Eve girdiğimde başıma üşüştüler, okulda annemi gördüklerini falan anlattılar. Sonra onlar bu telâşe içerisindeyken, annemin okula geldiğini bilidiğimi söyledim ve onunla konuştuklarımızdan Matt ile yaşadıklarımıza kadar bugünü anlattım.

Becca az çok kendi kendine bir şeyler anlıyor gibiydi ama son günlerde gördüğüm garip şeylerden gelen mesajlara ve duyduğum seslere, gittiğim psikoloğa kadar ve almadığım ilaçları da atlamadan tüm detaylarıyla hızlıca diğer tüm olanları da anlattım.

En sonunda bana deli gözüyle bakmalarını bekliyordum ki Becca "Biliyordum!" diye bağırdı. İkisi de tüm anlattıklarım boyunca gayet sakin olup tüm sözlerimi sonuna kadar dinlemişlerdi, bu genelde yapmadıkları bir şeydi. Hiç soru falan sormamışlardı.

Becca söyleyeceklerine devam etti, "Sana söylemiştim değil mi Rosie? Bir şeyler olduğunu biliyordum, hissedebiliyordum.

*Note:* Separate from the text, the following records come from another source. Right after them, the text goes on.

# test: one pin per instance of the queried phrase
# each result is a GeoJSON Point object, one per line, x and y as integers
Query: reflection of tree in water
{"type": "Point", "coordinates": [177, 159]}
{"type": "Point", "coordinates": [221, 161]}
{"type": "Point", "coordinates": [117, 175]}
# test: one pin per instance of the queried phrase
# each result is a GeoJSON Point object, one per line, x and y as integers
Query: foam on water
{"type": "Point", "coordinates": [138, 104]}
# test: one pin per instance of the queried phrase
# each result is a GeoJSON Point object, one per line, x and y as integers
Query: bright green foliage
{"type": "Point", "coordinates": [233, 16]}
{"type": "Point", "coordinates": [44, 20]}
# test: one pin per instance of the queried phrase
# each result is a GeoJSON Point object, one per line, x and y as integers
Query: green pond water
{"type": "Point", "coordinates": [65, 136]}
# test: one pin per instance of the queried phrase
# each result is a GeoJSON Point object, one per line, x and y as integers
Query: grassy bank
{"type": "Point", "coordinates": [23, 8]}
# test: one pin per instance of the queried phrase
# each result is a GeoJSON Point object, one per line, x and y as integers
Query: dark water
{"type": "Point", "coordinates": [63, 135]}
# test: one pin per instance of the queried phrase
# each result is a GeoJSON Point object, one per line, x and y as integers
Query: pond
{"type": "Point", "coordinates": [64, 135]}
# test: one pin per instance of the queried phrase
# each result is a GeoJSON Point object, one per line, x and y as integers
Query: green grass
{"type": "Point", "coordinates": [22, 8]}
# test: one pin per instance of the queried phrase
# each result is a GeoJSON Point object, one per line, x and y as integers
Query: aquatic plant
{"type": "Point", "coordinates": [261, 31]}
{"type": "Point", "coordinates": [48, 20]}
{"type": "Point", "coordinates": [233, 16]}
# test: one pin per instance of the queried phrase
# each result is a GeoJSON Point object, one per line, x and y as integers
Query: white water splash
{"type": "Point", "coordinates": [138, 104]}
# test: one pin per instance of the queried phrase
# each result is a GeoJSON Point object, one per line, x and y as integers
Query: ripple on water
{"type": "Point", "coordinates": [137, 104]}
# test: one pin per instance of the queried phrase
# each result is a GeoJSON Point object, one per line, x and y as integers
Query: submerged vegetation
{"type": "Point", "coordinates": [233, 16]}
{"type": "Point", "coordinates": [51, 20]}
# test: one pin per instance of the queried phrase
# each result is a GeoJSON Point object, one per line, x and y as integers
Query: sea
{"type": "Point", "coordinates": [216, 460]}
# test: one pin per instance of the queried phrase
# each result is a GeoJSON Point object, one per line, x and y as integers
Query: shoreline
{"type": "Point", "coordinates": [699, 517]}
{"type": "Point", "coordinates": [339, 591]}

Tüm o garip olaylar falan..."

"Biliyor muydun?" diye sordum.

"Tabii ki! İlk Luna ile karşılaştık sokakta, onunla konuştuk ve benim de psişik olduğumu söyledi. Hala inanamıyorum, psişik! Tüm o hissettiklerim meğer..." düşüncelerden sıyrılmak için başını salladı. "Neyse işte, Matt'in olanlara inanmadığını bildiği için o gün hemen sana anlatmaya karar vermiş, sana buluşalım demiş ama senin Matt ile buluşmaya geldiğini görünce yanınıza gelmemiş. Ardından kaybolma numarası ve her şeyi unutma numarası yaptı ki bu sırada bana psişik olmakla ilgili bildiği her şeyi öğretiyordu. Polislerden bu deli saçması dedikleri şeyleri gizlemek için ylan söylemek zorunda kaldı. Babası bu tür şeylere devam ederse evlatlıktan reddedileceğini söylemiş."

Luna'nın neden Matt'e bir şey hatırlamadığını söylediğini şimdi anlıyordum. Söyleseydi de eğer Matt zaten inanmayacaktı ve benimle konuşmasına da izin vermeyecekti. Üstelik babasının da gazabına uğramış olacaktı. "Luna bunları nasıl bilebiliyor?"

"Kendisinin de görü yeteneği var, görüşleriyle peşindeki şu kızgın ruhu ve yapacaklarını görmüş. Sonunda sana olanları anlatacaktık ama görünen o ki sen bizden önce her şeyin farkındaymışsın zaten..."

Becca konuştukça konuşuyordu, en sonunda sustuğunda tüm bu olanları Rosie dışında Rebekkah'a da da anlattığını da öğrenmiş oldum.

"Yani deli olmadığıma hem fikir misiniz?" Bir an olsa da kızgın ruhu falan unutup birkaç kişinin beni desteklediğinin verdiği kendine güven hissiyle rahatlayıp gülümsedim. Bayan Suzanne, Luna derken birde şimdi kızlar!

Becca başıyla onaylıyorken Rosie "Bence üçünüzde çıldırmışsınız. Matt haklı, bunlar saçmalık." dedi. Sonra güldü, "Ama kim çılgın bir maceraya hayır diyebilir ki?"

Gülüşüp ikisinin de boyunlarına kollarımı doladım. "Luna gece yarısı buluşmak istiyor, benimle gelirsiniz o halde değil mi?"

Başlarıyla onayldılar; Rosie, "Hazırlanmam için beş dakika bekleyin ama!" diyip hemen dolabına gitti.

Saatin on ikiye yaklaştığını görünce hepimiz hemen evden çıktık ve olabildiğince en hızlı şekilde Luna'nınki ve bizim evin tam arasında olan en yakın kafeye doğru gittik; Sunday. Hava gecenin serinliğiyle birlikte rahatlatıcıydı ama ben oldukça tetikteydim. Yansıma görebileceğim her türlü dükkanın camlarından ve aynalardan uzak duruyordum nerdeyse.